2018 midterms

Two Weeks Before Midterms, the Polls Are an Inkblot Test

There’s something to please almost everybody in the latest polls. Illustration: Jed Egan/Intelligencer

With two weeks to go before the 2018 midterm Election Day, polls are raining down all over the country. Here are the most notable results; we will be doing additional updates regularly between now and November 6.

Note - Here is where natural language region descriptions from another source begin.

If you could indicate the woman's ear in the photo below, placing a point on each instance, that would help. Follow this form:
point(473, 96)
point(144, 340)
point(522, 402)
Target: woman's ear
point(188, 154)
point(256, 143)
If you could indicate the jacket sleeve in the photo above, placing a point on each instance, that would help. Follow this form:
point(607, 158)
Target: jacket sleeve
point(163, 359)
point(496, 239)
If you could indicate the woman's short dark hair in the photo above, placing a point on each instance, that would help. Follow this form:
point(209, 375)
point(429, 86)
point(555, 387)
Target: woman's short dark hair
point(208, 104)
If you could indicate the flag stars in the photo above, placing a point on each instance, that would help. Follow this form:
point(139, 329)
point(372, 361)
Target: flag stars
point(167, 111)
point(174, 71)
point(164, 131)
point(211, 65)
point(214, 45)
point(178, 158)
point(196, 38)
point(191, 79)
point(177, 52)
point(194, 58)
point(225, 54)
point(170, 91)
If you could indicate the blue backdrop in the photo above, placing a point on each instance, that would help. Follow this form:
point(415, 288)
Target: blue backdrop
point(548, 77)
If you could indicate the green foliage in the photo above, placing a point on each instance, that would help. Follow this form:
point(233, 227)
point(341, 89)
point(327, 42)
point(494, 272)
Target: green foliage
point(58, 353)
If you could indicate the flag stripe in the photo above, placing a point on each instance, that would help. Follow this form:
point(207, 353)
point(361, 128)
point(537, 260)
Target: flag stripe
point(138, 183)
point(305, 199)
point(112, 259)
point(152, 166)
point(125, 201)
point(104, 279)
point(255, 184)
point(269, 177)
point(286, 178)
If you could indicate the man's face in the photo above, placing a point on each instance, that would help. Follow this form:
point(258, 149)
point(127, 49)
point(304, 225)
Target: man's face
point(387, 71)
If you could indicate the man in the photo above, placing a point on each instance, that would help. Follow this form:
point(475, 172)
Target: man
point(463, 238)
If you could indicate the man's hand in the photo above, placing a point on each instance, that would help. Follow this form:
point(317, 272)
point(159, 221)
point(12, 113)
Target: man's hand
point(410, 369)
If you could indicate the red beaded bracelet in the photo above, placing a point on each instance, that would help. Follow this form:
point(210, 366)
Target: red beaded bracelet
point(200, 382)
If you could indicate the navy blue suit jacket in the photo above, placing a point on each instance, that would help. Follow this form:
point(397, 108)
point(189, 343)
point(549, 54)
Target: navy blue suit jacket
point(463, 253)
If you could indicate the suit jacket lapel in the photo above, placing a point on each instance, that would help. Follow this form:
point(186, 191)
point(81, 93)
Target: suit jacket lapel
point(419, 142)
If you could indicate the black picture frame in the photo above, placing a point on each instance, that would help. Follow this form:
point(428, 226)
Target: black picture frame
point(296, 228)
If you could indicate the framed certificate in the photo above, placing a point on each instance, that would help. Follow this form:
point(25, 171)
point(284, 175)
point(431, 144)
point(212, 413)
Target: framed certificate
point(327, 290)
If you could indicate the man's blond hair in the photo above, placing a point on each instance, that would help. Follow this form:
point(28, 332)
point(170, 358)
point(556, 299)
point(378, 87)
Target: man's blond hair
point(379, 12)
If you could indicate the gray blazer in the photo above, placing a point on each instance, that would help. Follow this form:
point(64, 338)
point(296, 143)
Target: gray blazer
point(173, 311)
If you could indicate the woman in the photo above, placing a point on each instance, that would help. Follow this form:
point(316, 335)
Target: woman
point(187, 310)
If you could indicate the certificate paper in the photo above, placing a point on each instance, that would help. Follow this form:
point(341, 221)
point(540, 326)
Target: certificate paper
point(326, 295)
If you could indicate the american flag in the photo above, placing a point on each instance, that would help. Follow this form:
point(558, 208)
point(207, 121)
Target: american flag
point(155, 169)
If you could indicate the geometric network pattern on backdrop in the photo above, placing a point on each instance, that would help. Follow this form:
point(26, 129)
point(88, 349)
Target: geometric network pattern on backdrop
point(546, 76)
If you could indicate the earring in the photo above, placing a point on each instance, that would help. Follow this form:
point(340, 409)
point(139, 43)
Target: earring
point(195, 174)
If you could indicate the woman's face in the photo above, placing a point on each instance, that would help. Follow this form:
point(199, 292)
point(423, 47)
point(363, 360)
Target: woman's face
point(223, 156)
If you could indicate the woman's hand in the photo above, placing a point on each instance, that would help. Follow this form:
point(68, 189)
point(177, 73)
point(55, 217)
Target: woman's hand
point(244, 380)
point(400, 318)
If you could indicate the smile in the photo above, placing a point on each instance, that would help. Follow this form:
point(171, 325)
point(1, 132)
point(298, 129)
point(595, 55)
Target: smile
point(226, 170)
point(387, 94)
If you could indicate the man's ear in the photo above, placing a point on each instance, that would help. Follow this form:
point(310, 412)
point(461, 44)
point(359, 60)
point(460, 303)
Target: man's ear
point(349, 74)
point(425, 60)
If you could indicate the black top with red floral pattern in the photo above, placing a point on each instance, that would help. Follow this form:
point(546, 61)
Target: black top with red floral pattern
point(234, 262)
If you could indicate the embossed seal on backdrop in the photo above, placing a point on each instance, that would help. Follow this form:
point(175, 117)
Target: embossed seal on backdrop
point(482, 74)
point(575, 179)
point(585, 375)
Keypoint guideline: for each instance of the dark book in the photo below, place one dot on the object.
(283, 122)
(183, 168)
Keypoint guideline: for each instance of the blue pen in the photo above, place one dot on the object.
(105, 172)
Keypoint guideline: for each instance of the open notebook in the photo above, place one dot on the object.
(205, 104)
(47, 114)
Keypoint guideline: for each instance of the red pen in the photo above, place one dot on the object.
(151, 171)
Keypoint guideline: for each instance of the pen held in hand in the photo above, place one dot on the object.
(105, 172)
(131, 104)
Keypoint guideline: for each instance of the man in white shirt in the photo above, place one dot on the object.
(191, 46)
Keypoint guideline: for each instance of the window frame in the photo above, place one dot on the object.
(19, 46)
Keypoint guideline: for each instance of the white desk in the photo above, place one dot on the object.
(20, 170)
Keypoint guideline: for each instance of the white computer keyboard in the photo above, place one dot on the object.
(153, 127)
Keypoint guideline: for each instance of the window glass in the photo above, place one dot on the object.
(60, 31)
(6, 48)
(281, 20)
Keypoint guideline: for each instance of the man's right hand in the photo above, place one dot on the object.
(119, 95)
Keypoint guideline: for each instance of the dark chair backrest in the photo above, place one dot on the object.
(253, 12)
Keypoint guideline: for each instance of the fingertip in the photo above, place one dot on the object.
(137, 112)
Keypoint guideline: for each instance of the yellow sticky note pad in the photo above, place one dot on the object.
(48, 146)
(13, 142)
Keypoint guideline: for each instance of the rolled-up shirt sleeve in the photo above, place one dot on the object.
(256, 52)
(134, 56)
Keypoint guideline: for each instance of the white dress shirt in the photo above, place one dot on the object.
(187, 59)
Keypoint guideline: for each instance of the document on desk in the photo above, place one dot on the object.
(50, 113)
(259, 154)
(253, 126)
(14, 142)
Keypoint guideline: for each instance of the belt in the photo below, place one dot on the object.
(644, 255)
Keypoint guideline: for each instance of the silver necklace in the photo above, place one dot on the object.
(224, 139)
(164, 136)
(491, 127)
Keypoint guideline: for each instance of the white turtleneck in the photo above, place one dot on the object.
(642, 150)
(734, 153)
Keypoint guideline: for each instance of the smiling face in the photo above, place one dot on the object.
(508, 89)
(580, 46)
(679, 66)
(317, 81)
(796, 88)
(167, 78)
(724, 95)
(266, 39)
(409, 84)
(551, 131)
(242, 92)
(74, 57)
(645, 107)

1. Most Important New Poll(s):

The rarely polled Indiana Senate race got some fresh new public data, with surveys from IndyPolitics (showing Republican Mike Braun up by four points), SurveyUSA (incumbent Democrat Joe Donnelly up by one point) and Gravis (Donnelly up by four points). This confirms that the race, which Donnelly seemed to lead comfortably in earlier assessments, has tightened up. That could be another obstacle to a Democratic takeover of the Senate.

2. Big-Picture Polls:

The congressional generic ballot, measuring partisan preferences for control of the U.S. House, has been relatively steady of late. At RealClearPolitics, which aggregates poll results without adjustments, Democrats currently hold a 7.7 percent advantage. At FiveThirtyEight, which adjusts polls for partisan bias and also weights them for polling quality, the Democratic edge is 8.5 percent. Trump’s job approval rating, another big measurement of the national environment heading into the midterms, has been slowly rising, but is still “underwater.” It’s at 44.3 percent at RealClearPolitics and 42.9 percent at FiveThirtyEight.

3. Best News for Democrats:

In the red-hot Florida gubernatorial race, Democrat Andrew Gillum has now led Republican Ron DeSantis in nineteen straight polls of likely voters. The most exciting recent result for him was a CNN poll taken from October 16–20 that shows him up 54/42. The DeSantis camp tried to break the polling monotony by releasing an internal poll (always suspect) showing their candidate up by two points, and pointing to findings elsewhere that he’s leading in early voting. But then again initial early voting in Florida is by absentee ballot and always tends to lean Republican, while the in-person early voting that tends to favor Democrats is just getting under way this week.

4. Best News for Republicans:

An NBC/Marist survey of rarely polled Mississippi gave multiple pieces of good news to Republicans about the special election to fill the Senate seat of Thad Cochran, who resigned earlier this year. First of all, appointed GOP senator Cindy Hyde-Smith leads Democrat Mike Espy by a 38/29 margin in the nonpartisan “jungle primary,” being held in conjunction with the November 6 general election, and more importantly, leads Espy 50/36 in a likely November 27 runoff. But the best news for Mississippi Republicans is probably that the same poll shows right-wing crusader Chris McDaniel, who very nearly upset Cochran in a 2014 primary, running a poor third at 15 percent in the first round. In a hypothetical runoff with McDaniel, Espy would lead 43/36.

5. Biggest Outlier(s):

That would have to be from a battery of eight House polls from Target Point, whose findings were shared with the world via the conservative Washington Free Beacon. One poll shows Virginia Republican Barbara Comstock locked in a tie with Democrat Jennifer Wexton, a race where all the other five polls show Wexton leading by margins ranging from six to 12 points. Another has California’s Mimi Walters up by eight points over Democrat Katie Porter; the other two public polls of this race show Porter leading comfortably.